Лотом на путях вскрикнул паровоз, и она первая вспомнила, что эшелон уходит.

— Иди, Миша, — сказала она, почти спокойно отводя его руки. Удивительно, какой взрослой и сильной почувствовала она себя внезапно, словно пережитая горечь разлуки приобщила ее к извечной горести и силе женщин, во все эпохи провожавших любимых.

— Я напишу тебе… Ты слышишь… Мы еще встретимся… — говорил Миша.

— Иди, эшелон отойдет.

Она долго стояла у калитки и смотрела, как он уходит, один, через лунную улицу, напрямик к погрузочной платформе (там давно уже не было станционного забора). У платформы стоял совсем готовый состав, танки смотрели вперед длинными стволами орудий, и паровоз вздыхал, собираясь в дальнюю дорогу.

Зима сорок пятого. Словно и не зима вовсе, а все продолжается осень. Только чуть присыпало снежком харбинские оледенелые тротуары, да военные надели шапки-ушанки со звездочками. И вообще-то в Маньчжурии зима — только декабрь и январь, а февраль уже — китайский Новый год и весны начало. А Лёлька вообще зимы не заметила бы, если бы не новые сапожки — ей сшили их наконец, согласно всеобщей моде. Папа теперь работает в организации со сложным названием Дальвнештранс. Папа говорит, что сам еще не может попять, чем она занимается, пока — хаос созидания, но папе идет там зарплата (а не жалованье, как прежде).

Тише стало на улице Железнодорожной — эшелоны с юга прошли, а войска, что в городе, не уезжают.

Новый год.

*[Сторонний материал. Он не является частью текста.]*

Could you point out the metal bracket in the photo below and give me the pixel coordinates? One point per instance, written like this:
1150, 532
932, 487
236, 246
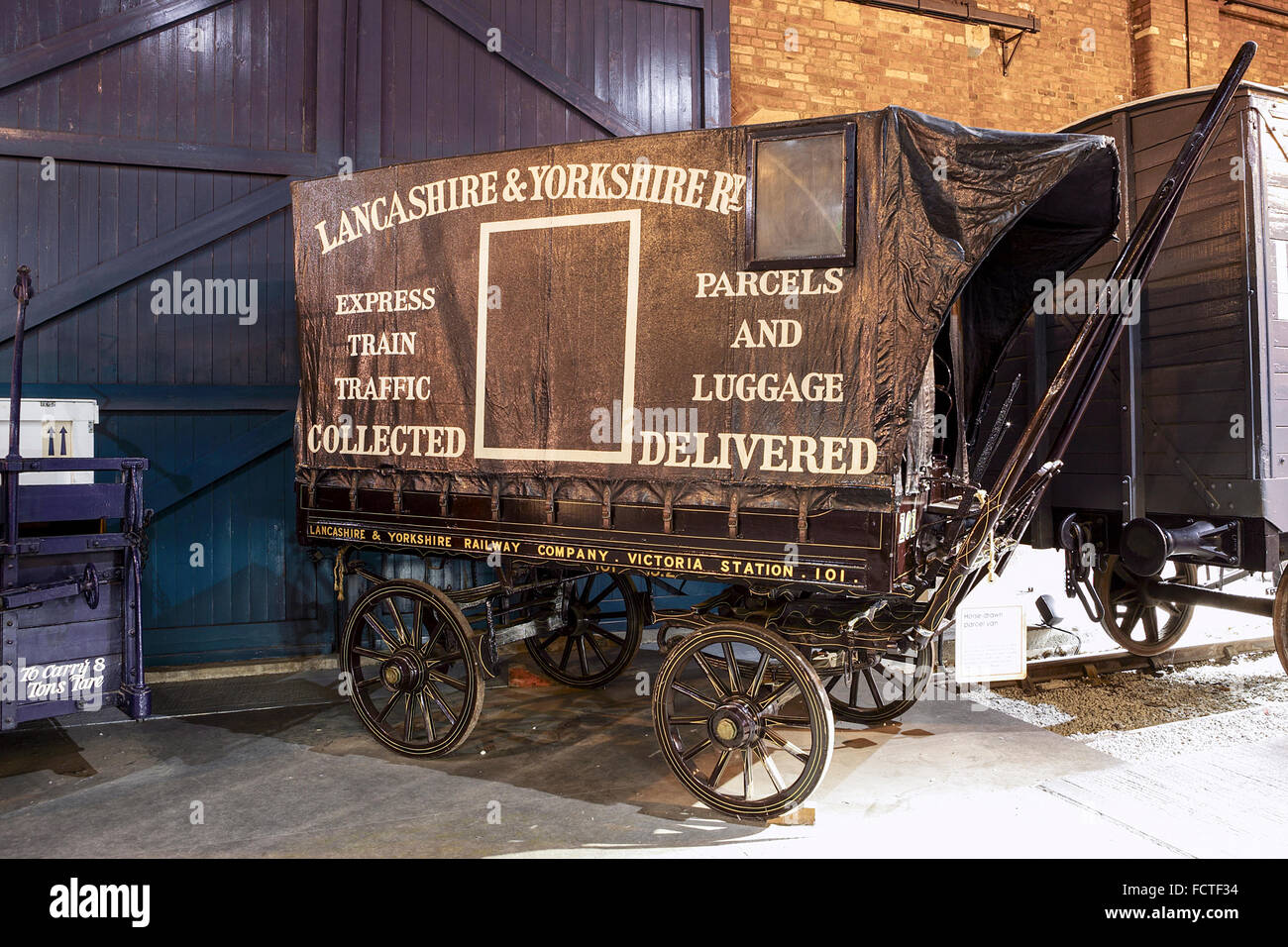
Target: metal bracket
1010, 47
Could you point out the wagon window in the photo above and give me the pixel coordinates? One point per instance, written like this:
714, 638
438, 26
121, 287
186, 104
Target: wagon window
802, 197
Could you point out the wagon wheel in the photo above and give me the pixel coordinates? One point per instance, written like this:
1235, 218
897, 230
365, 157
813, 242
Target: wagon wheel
883, 685
1280, 620
595, 637
413, 674
742, 720
1137, 625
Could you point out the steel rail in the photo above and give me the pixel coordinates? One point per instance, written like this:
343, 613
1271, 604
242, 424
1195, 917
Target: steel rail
1094, 346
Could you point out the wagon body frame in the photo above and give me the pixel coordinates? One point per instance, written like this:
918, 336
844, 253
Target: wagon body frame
767, 642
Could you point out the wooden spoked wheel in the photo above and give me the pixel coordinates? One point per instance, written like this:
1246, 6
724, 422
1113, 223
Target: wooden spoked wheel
742, 720
883, 685
1280, 620
1138, 624
413, 676
595, 635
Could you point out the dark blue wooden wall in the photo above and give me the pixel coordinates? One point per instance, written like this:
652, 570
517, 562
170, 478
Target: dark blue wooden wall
171, 129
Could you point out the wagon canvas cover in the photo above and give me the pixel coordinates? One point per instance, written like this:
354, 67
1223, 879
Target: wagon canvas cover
609, 321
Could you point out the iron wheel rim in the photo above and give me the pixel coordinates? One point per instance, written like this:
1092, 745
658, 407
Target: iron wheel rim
725, 732
1129, 620
881, 688
580, 651
413, 676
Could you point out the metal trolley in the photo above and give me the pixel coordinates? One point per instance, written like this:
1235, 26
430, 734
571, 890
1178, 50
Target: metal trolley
755, 676
69, 578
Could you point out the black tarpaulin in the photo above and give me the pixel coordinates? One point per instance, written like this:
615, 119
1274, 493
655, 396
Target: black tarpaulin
576, 285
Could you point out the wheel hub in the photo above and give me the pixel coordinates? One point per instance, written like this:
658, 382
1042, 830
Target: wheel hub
734, 724
403, 672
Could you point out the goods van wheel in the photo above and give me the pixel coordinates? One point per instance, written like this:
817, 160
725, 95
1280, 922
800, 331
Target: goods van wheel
595, 637
1280, 620
881, 686
1140, 625
743, 720
413, 676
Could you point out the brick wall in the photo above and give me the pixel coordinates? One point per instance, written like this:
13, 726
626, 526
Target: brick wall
802, 58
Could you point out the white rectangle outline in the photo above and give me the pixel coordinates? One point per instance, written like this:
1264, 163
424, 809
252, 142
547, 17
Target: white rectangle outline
632, 277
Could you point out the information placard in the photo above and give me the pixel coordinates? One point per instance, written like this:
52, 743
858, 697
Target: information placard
992, 643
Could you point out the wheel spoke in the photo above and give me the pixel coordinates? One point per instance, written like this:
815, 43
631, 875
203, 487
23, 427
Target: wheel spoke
711, 676
590, 639
443, 660
609, 586
424, 711
382, 714
446, 680
719, 771
694, 694
787, 745
442, 705
734, 677
380, 630
781, 693
758, 680
428, 647
697, 749
771, 767
872, 686
1134, 611
390, 604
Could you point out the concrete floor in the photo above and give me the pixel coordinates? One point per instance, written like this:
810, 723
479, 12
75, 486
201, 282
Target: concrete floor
579, 775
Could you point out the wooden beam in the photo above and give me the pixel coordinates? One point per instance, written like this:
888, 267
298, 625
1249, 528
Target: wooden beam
165, 489
715, 64
132, 264
572, 91
161, 398
73, 146
93, 38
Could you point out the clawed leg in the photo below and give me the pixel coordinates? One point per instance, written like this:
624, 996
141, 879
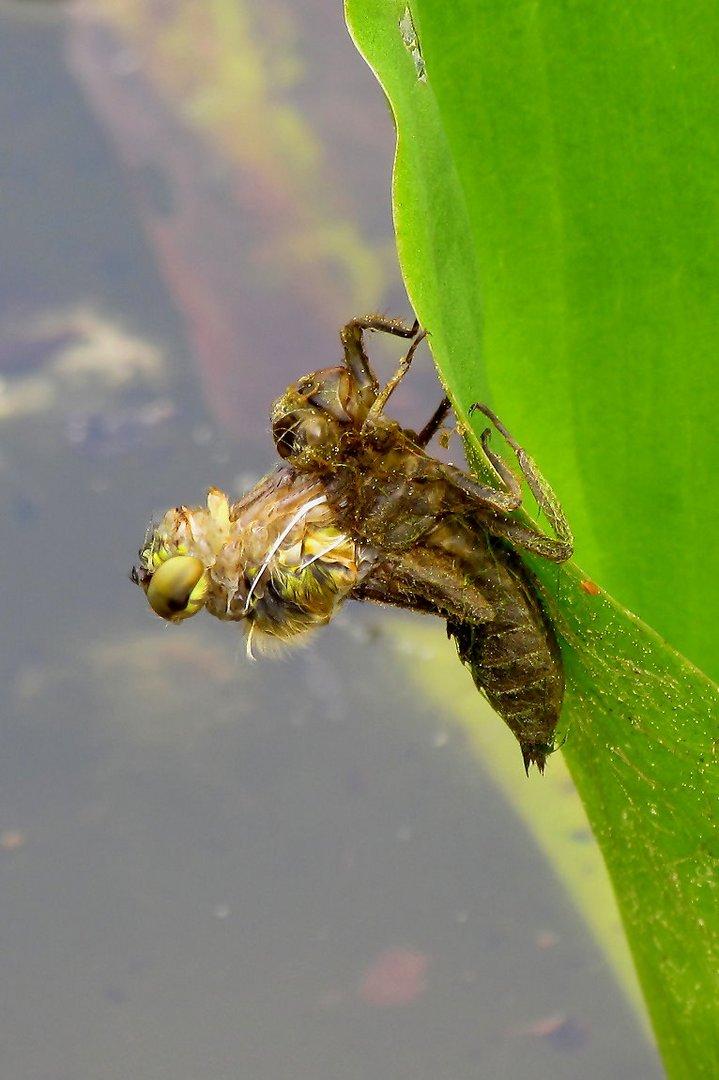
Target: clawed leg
559, 549
355, 356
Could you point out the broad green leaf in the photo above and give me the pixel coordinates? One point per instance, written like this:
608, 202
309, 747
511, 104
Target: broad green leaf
556, 193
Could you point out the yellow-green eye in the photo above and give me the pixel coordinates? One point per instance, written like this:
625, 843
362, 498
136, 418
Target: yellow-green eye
177, 588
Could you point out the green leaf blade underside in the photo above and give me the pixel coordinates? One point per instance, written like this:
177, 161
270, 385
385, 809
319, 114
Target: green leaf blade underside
556, 199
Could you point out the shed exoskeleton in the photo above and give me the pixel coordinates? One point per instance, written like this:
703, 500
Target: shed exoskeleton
446, 542
360, 510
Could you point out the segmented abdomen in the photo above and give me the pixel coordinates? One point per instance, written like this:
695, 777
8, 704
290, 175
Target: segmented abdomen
514, 658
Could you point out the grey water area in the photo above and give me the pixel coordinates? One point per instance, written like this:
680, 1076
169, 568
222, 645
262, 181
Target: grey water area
208, 866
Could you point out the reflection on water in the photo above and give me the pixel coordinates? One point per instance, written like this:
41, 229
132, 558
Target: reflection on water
208, 866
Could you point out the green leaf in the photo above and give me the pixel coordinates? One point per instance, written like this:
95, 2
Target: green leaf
556, 192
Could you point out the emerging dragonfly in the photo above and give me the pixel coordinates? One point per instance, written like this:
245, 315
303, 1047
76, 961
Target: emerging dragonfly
361, 510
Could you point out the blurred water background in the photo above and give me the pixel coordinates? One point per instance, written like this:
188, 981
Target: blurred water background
287, 869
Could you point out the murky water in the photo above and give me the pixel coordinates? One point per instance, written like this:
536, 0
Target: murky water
211, 867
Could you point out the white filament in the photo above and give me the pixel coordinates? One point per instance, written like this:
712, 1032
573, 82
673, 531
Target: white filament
302, 512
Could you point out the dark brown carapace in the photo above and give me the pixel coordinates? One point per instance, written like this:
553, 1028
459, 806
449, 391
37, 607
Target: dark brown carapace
445, 542
360, 510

Офицерский бал — огромная афиша висит на Большом проспекте на заборе ДКА — бывшего Желсоба. Новогодняя встреча у Нинки — с пельменями и военными: «Ты идешь, Лёлька?» Не пойдет она ни на какую вечеринку с военными, и Новый год ей не нужен, потому что уехал Миша. И она сидит в своей комнате на табуретке у печки (холодно в доме) и книжку его держит на коленях, красную, в потертом матерчатом переплете, она прочитала ее и начинает заново. Как открытие для нее — эта книга, непонятная наполовину: «Как закалялась сталь».

Миша, я хочу знать все, что знаешь ты, и любить все, что ты любишь!

Лёлька прижимается щекой к мягкому переплету — книжка пахнет дымом и бензином, совсем как рукав Мишиной куртки…

Странно притихшая и сосредоточенная живет Лёлька всю эту зиму, и бегать по школе перестала, и на уроках сидит тихо, учителям на удивление, словно боится расплескать что-то большое и доброе, переполняющее ее.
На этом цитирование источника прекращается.